Pod Egidą ("under the aegis") is a Polish satirical cabaret. It has been created in 1967 on the initiative of singer-songwriter Jan Pietrzak, and is still active (as of 2012). "Under the aegis" was a politically charged cliché in the Soviet Union dominated Eastern Europe.

==History==
The cabaret was formed in 1967 as a continuation of a popular student cabaret Hybrydy. The first performance took place on February 10, 1968. The first performers included Jan Pietrzak, Jonasz Kofta, Adam Kreczmar, Jan Raczkowski, Krzysztof Paszek, Hanna Okuniewicz, Barbara Kraftówna, Anna Prucnal, Kazimierz Rudzki, Wojciech Siemion, Wojciech Brzozowicz, and Jan Tadeusz Stanisławski.
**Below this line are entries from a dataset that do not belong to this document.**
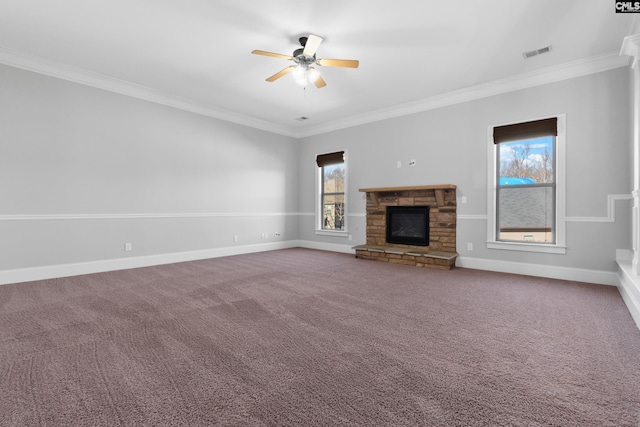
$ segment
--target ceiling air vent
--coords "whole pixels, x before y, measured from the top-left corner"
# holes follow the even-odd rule
[[[299,122],[304,122],[305,120],[309,120],[309,117],[300,116],[296,120],[299,121]]]
[[[543,53],[548,53],[548,52],[551,52],[551,45],[541,47],[540,49],[536,49],[536,50],[530,50],[529,52],[524,52],[522,56],[524,56],[524,59],[528,59],[528,58],[531,58],[532,56],[542,55]]]

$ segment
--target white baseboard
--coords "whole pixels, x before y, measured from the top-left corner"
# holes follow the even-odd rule
[[[618,259],[618,291],[640,329],[640,276],[633,273],[628,259]]]
[[[335,243],[299,240],[297,246],[324,251],[354,254],[354,244],[340,245]],[[492,259],[458,257],[456,266],[475,268],[478,270],[497,271],[501,273],[523,274],[526,276],[548,277],[551,279],[574,280],[577,282],[595,283],[598,285],[616,286],[618,279],[615,271],[587,270],[582,268],[558,267],[522,262],[498,261]]]
[[[254,252],[272,251],[300,246],[296,240],[285,242],[263,243],[258,245],[233,246],[226,248],[205,249],[199,251],[175,252],[118,258],[101,261],[89,261],[73,264],[48,265],[34,268],[20,268],[0,271],[0,285],[9,283],[30,282],[33,280],[53,279],[56,277],[78,276],[81,274],[101,273],[105,271],[125,270],[128,268],[149,267],[153,265],[171,264],[174,262],[195,261],[199,259],[218,258]]]
[[[149,267],[174,262],[195,261],[199,259],[218,258],[241,255],[253,252],[271,251],[302,247],[331,252],[354,254],[353,244],[336,244],[314,242],[310,240],[289,240],[285,242],[264,243],[258,245],[233,246],[199,251],[176,252],[168,254],[148,255],[131,258],[118,258],[101,261],[89,261],[73,264],[59,264],[34,268],[22,268],[0,271],[0,285],[7,283],[29,282],[33,280],[52,279],[56,277],[77,276],[80,274],[100,273],[104,271],[123,270],[127,268]],[[479,270],[498,271],[503,273],[524,274],[530,276],[549,277],[564,280],[576,280],[587,283],[615,286],[620,282],[615,272],[585,270],[577,268],[526,264],[489,259],[458,257],[456,266],[476,268]]]
[[[493,259],[458,257],[456,266],[497,271],[500,273],[523,274],[525,276],[548,277],[550,279],[575,280],[577,282],[595,283],[598,285],[616,286],[618,282],[614,271],[587,270],[583,268],[558,267]]]

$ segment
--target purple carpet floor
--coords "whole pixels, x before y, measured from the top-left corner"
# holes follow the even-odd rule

Between 1967 and 1975 the main stage of the Kabaret Pod Egidą was a small palace of the Society of Friends of Fine Arts (Towarzystwo Przyjaciół Sztuk Pięknych) in Warsaw at ul. Chmielna 5 street. The group often commented on the political and social realities of the communist Poland, which resulted in government sanctions and censorship. By the late 1970s the group faced numerous evictions, and was banned in the state-owned media.

With the rise of Solidarity, the group gained much fame due to its performance of the unofficial Solidarity's anthem, the patriotic song Ukochany kraj. The group was banned in the aftermath of the 1981 crackdown on Solidarity, and resumed its performances only in the mid-1980s.
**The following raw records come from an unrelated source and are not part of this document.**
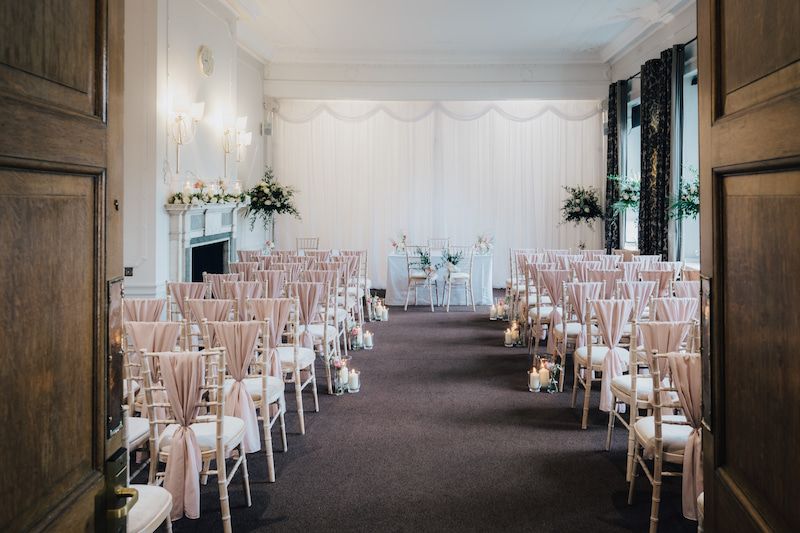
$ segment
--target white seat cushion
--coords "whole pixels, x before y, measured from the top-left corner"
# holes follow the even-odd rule
[[[334,316],[336,317],[336,323],[338,324],[339,322],[344,322],[345,320],[347,320],[347,317],[350,315],[348,314],[347,311],[345,311],[340,307],[337,307],[335,309],[328,309],[328,318],[332,319],[334,318]]]
[[[628,361],[630,355],[628,354],[628,350],[624,348],[619,348],[617,352],[622,356],[625,361]],[[586,346],[581,346],[577,350],[575,350],[575,360],[581,366],[588,367],[586,359],[588,358],[589,348]],[[592,346],[592,368],[595,370],[599,370],[600,367],[603,366],[603,359],[605,359],[606,354],[608,353],[608,347],[606,346]],[[637,387],[638,389],[638,387]]]
[[[451,272],[449,277],[450,281],[454,283],[460,283],[469,280],[469,274],[466,272]]]
[[[638,389],[638,387],[637,387]],[[664,415],[662,420],[685,421],[682,415]],[[656,424],[655,418],[647,416],[640,418],[633,426],[636,432],[636,439],[649,452],[655,449]],[[664,443],[666,453],[680,454],[686,448],[686,439],[692,432],[692,427],[688,425],[661,424],[661,440]]]
[[[550,313],[552,313],[552,312],[553,312],[553,308],[552,307],[545,307],[545,306],[540,306],[539,307],[539,317],[541,317],[541,318],[547,318],[548,316],[550,316]],[[559,311],[559,313],[560,312],[561,311]],[[532,320],[536,320],[536,308],[535,307],[533,307],[533,308],[528,310],[528,316]]]
[[[323,328],[325,328],[324,324],[311,324],[308,326],[308,331],[311,332],[311,336],[314,337],[315,341],[322,342],[322,334],[325,331]],[[337,330],[335,326],[331,325],[328,325],[327,328],[328,328],[328,342],[336,340],[336,335],[337,333],[339,333],[339,330]],[[305,330],[306,327],[302,325],[299,328],[297,328],[297,331],[299,333],[303,333]]]
[[[129,416],[127,419],[128,442],[132,446],[139,446],[150,435],[150,421],[139,416]]]
[[[294,347],[292,346],[278,346],[278,353],[281,354],[281,366],[289,368],[294,365]],[[297,349],[297,364],[301,369],[307,368],[314,364],[314,350],[311,348],[299,347]]]
[[[172,495],[156,485],[131,485],[139,493],[139,500],[128,513],[128,533],[155,531],[164,520],[169,520]]]
[[[617,398],[630,398],[631,397],[631,376],[625,374],[624,376],[617,376],[611,380],[611,392]],[[636,377],[636,396],[640,402],[647,402],[650,394],[653,392],[653,380],[648,375],[639,375]]]
[[[577,336],[580,334],[581,331],[586,331],[586,326],[581,324],[580,322],[567,322],[567,335],[570,336]],[[597,329],[596,326],[592,326],[592,331],[594,332]],[[553,331],[556,335],[563,338],[564,337],[564,322],[558,324],[556,327],[553,328]]]
[[[232,379],[225,380],[225,394],[227,395],[228,392],[231,390],[233,386]],[[253,398],[254,402],[261,401],[261,388],[263,386],[261,378],[256,376],[252,378],[244,378],[242,380],[244,383],[244,387],[247,389],[247,393],[250,394],[250,397]],[[278,401],[278,398],[281,397],[283,394],[284,389],[286,388],[286,384],[283,382],[283,379],[276,378],[275,376],[267,376],[267,403],[274,403]]]
[[[178,424],[170,424],[159,435],[158,449],[162,452],[169,452],[170,443],[172,442],[172,435],[180,426]],[[198,422],[190,426],[197,436],[197,444],[200,446],[201,452],[208,452],[215,450],[217,447],[217,423],[216,422]],[[234,416],[226,416],[223,423],[222,442],[226,447],[235,445],[241,440],[244,435],[244,421],[241,418]]]

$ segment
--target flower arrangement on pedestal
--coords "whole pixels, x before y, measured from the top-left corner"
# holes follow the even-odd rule
[[[267,241],[264,246],[266,246],[267,250],[272,251],[275,248],[275,243],[272,241]]]
[[[561,224],[568,222],[576,226],[585,222],[589,228],[596,218],[603,217],[603,209],[600,207],[600,193],[596,187],[577,187],[564,186],[564,190],[569,193],[569,197],[564,201],[561,208],[563,220]]]
[[[616,181],[619,187],[619,200],[611,206],[614,215],[624,213],[628,209],[639,210],[639,195],[641,184],[625,176],[608,176],[608,179]]]
[[[681,179],[681,190],[678,199],[669,207],[670,218],[697,218],[700,214],[700,175],[694,167],[687,170],[690,179]]]
[[[247,192],[250,205],[247,206],[245,216],[250,217],[250,229],[253,229],[259,218],[263,219],[264,229],[268,228],[275,215],[292,215],[300,219],[300,212],[292,202],[296,192],[293,187],[278,183],[272,169],[267,167],[261,181]]]
[[[448,273],[458,272],[458,263],[464,258],[462,252],[456,254],[450,253],[450,250],[442,250],[442,264],[441,266],[447,269]]]
[[[396,254],[404,254],[406,253],[406,239],[408,236],[406,235],[405,231],[401,231],[398,234],[396,239],[389,239],[392,243],[392,248],[394,248],[394,253]]]
[[[489,234],[481,233],[478,241],[474,244],[475,252],[479,254],[489,253],[494,247],[494,237]]]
Among its regular contributors and artists, in the 1980s, were such personalities of the Polish theatre scene as Ewa Dałkowska, Ewa Błaszczyk, Edyta Geppert, Piotr Fronczewski, Wojciech Pszoniak, Jerzy Dobrowolski, Janusz Gajos, Kazimierz Kaczor, Paweł Dłużewski, Marek Majewszki, and Krzysztof Daukszewicz. In the 1990s the cabaret performed regularly in Kraków and Bytom, with more artist including Jacek Kaczmarski and Marcin Wolski. It is directed by Pietrzak himself, hailing from the Cultural Centre of the Ochota district of Warsaw. Style of the cabaret is unique, developed over many years of regular performances marred by political censorship in the People's Republic of Poland. The texts were written with special care by Agnieszka Osiecka, Daniel Passent, Rafał Ziemkiewicz, Maciej Rybiński and others.